In our last episode we covered marriage records. We finish up vital records in this episode by going back to the beginning: birth records.

There are two major categories: civil and church records. Today I’m bringing in professional genealogist Arlene H. Eakle, PhD, who will helps us to see the challenges we face and the success we can have locating civil birth records. (In Episode 26, Arlene will join me again to walk us through the world of church birth records.)
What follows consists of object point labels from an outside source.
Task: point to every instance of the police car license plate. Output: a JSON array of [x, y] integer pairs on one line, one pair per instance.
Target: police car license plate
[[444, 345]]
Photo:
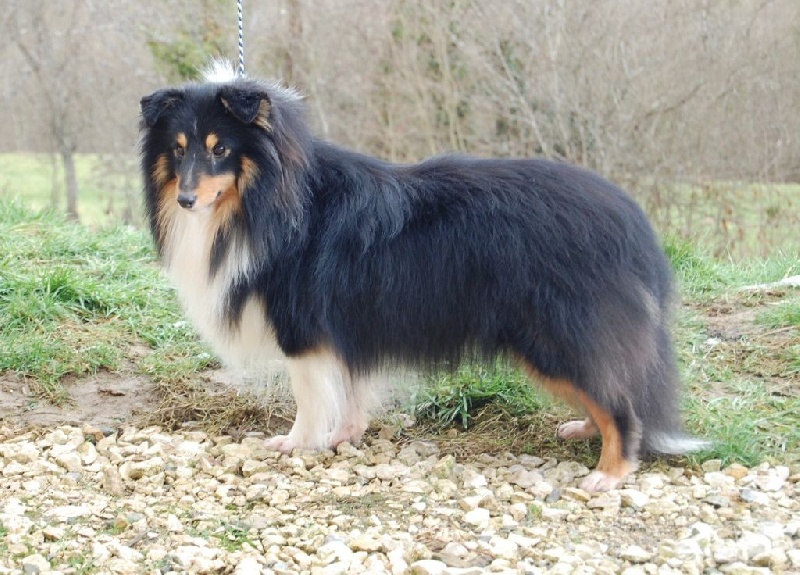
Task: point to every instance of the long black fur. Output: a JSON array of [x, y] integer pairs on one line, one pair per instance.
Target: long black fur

Here are some take-away tips from our discussion in this episode:

  • When you start researching in a new area, learn when government birth records began to be kept. Every state and some cities began birth registration at different times. Today, in some states you order records before a certain date from the local government and more recent ones from the state vital records office. Do your research! Start with this Vital Records Chart from Family Tree Magazine.
  • In the U.S., most government birth records were kept by the county, except in New England and independent cities. In the 20th century, the state took buy medication cart over jurisdiction of vital records in most states.
  • Birth records often have the names of parents and child and the place and date of birth. You may also find parents’ birthplaces, marital status of parents and even the date of marriage.
  • A single locale may have logged births in multiple sources, for example, for those who lived in or outside the city limits, or segregated records for blacks.
  • The actual birth record may have been logged as part of a list of names on a columned form. Birth certificates are a modern thing!
  • Some records have been digitized and indexed or microfilmed. Check the Family History Library catalog on FamilySearch.org first. If they have birth records, they’ll tell you whether they’ve been digitized or indexed on their site, or whether they’re available on microfilm.
  • Of course, many birth records are also available on subscription websites like Ancestry.com, FindMyPast.com, MyHeritage.com and more. If you are a subscriber, check their online holdings, too.
  • When ordering a birth record from a government office, they may type up a certificate to send you. That’s nice, but also ask for a photocopy of the original birth entry or record. There’s often more on the original record than the certificate—and you’ll minimize errors by looking at the real record.

Arlene H. Eakle, Ph.D., is the president and founder of The Genealogical Institute, Inc. and a professional genealogist since 1962. She holds both MA and Ph.D. in English History and an Associate degree in Nursing.